Explanation of Responses:

* If the form is filed by more than one reporting person, see Instruction 4(b)(v).
** Intentional misstatements or omissions of facts constitute Federal Criminal Violations. See 18 U.S.C. 1001 and 15 U.S.C. 78ff(a).
(1) Each share of Series B Convertible Preferred Stock, Series C Convertible Preferred Stock and Series D Convertible Preferred Stock, as applicable, automatically converted on a 1-for-1 basis into shares of Common Stock upon the closing of the Issuer?s initial public offering on June 5, 2007 and had no expiration date.
(2) Consists of 1,976,967 shares held of record by Canaan Equity III, L.P. and 73,823 shares held of record by Canaan Equity III Entrepreneurs, LLC. Each of John V. Balen, Stephen L. Green, Deepak Kamra, Gregory Kopchinsky, Seth A. Rudnick, Guy M. Russo, Eric A. Young are managers of Canaan Equity III LLC, the sole general partner and manager, as applicable, of Canaan Equity III, L.P. and Canaan Equity III Entrepreneurs, LLC and, as a result, such individuals may be deemed to have shared voting, investment and dispositive power with respect to such shares. Each such person disclaims beneficial ownership of such shares except to the extent of their respective pecuniary interest therein. The inclusion of these shares in this report shall not be deemed to be an admission of beneficial ownership of the shares for purposes of Section 16 of the Securities Exchange Act of 1934 or any other purpose.
(3) Consists of (i) 898,220 shares of Series B Convertible Preferred Stock, 874,830 shares of Series C Convertible Preferred Stock, and 196,058 shares of Series D Convertible Preferred Stock, as applicable, held of record by Canaan Equity III, L.P.; and (ii) 33,542 shares of Series B Convertible Preferred Stock, 32,668 shares of Series C Convertible Preferred Stock and 7,320 shares of Series D Convertible Preferred Stock, as applicable, held of record by Canaan Equity III Entrepreneurs, LLC. Each of John V. Balen, Stephen L. Green, Deepak Kamra, Gregory Kopchinsky, Seth A. Rudnick, Guy M. Russo, Eric A. Young are managers of Canaan Equity III LLC, the sole general partner and manager, as applicable, of Canaan Equity III, L.P. and Canaan Equity III Entrepreneurs, LLC and, as a result, such individuals may be deemed to have shared voting, investment and dispositive power with respect to such shares. Each such person disclaims beneficial ownership of such shares except to the extent of
(4) The warrants to purchase Series B Convertible Preferred Stock were automatically net exercised for shares of Series B Convertible Preferred Stock of the Issuer upon the closing of the Issuer?s initial public offering on June 5, 2007.

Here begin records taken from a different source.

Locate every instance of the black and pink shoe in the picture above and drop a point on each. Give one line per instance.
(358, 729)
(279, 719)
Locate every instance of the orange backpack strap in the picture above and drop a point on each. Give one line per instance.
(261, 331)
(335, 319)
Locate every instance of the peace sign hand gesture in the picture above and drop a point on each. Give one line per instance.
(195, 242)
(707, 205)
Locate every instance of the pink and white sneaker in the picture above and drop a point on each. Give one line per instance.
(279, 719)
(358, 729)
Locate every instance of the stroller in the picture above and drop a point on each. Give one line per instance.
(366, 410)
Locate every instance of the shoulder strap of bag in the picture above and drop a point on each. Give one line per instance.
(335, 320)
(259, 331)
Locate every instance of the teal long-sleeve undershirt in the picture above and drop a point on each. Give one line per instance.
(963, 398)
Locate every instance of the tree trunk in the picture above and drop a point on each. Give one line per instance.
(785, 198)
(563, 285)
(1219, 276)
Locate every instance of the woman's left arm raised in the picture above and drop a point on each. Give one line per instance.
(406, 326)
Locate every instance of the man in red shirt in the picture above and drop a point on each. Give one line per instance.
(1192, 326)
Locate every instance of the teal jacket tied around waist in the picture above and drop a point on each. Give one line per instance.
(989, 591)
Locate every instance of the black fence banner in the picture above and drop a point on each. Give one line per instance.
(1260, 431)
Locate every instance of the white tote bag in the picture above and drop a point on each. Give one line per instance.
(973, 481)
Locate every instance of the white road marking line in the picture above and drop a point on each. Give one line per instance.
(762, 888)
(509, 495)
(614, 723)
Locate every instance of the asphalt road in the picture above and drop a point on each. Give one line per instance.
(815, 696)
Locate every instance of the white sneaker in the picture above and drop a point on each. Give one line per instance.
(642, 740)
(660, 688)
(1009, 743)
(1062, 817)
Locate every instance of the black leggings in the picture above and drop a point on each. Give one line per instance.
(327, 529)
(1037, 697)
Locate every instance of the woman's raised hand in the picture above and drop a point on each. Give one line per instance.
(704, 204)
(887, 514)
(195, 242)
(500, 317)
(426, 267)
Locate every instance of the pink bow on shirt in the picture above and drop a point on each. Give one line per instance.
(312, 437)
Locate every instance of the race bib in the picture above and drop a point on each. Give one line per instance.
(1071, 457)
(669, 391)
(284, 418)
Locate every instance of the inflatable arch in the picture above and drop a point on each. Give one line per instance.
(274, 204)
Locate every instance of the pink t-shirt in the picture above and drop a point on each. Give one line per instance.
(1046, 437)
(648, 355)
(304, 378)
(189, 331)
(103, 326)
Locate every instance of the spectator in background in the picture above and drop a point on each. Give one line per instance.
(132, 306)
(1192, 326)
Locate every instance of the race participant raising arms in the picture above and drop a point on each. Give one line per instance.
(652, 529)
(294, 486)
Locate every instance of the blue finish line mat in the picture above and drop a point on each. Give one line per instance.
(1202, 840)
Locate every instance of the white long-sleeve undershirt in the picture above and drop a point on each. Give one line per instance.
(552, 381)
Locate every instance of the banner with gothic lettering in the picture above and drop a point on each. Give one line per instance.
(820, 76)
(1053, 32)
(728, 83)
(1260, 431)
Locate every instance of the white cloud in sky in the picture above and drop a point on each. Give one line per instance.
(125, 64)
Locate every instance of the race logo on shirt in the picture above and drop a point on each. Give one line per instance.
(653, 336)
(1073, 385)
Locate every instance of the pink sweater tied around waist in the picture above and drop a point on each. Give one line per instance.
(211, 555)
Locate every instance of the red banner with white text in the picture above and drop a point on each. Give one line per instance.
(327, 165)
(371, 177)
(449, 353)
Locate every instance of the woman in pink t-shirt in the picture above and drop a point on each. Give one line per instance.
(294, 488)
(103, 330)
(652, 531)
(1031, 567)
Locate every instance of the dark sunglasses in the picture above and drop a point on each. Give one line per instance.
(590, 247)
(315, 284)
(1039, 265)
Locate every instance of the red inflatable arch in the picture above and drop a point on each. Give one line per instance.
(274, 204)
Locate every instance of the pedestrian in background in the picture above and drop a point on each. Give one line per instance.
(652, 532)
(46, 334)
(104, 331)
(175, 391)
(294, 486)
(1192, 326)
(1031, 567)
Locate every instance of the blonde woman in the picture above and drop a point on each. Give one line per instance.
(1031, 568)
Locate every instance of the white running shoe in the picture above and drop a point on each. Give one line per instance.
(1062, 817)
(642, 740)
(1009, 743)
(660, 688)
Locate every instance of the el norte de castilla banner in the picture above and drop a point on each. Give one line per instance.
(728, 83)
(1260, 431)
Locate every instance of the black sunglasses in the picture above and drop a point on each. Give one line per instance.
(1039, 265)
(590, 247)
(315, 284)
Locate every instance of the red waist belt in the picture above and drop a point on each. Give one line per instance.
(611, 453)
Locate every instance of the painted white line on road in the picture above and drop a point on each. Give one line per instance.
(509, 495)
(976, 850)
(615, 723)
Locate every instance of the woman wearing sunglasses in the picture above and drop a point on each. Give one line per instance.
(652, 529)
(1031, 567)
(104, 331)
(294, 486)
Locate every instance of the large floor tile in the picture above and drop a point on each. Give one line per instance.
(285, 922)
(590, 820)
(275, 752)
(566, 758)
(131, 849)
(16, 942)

(5) Consists of 7,859 shares held of record by Canaan Equity III, L.P. and 293 shares held of record by Canaan Equity III Entrepreneurs, LLC. Each of John V. Balen, Stephen L. Green, Deepak Kamra, Gregory Kopchinsky, Seth A. Rudnick, Guy M. Russo, Eric A. Young are managers of Canaan Equity III LLC, the sole general partner and manager, as applicable, of Canaan Equity III, L.P. and Canaan Equity III Entrepreneurs, LLC and, as a result, such individuals may be deemed to have shared voting, investment and dispositive power with respect to such shares. Each such person disclaims beneficial ownership of such shares except to the extent of their respective pecuniary interest therein. The inclusion of these shares in this report shall not be deemed to be an admission of beneficial ownership of the shares for purposes of Section 16 of the Securities Exchange Act of 1934 or any other purpose.
(6) Represents 5,810 shares of Series B Convertible Preferred Stock held of record by Canaan Equity III, L.P. and 217 shares of Series B Convertible Preferred Stock held of record by Canaan Equity III Entrepreneurs, LLC disposed of in connection with the net exercise of the warrants.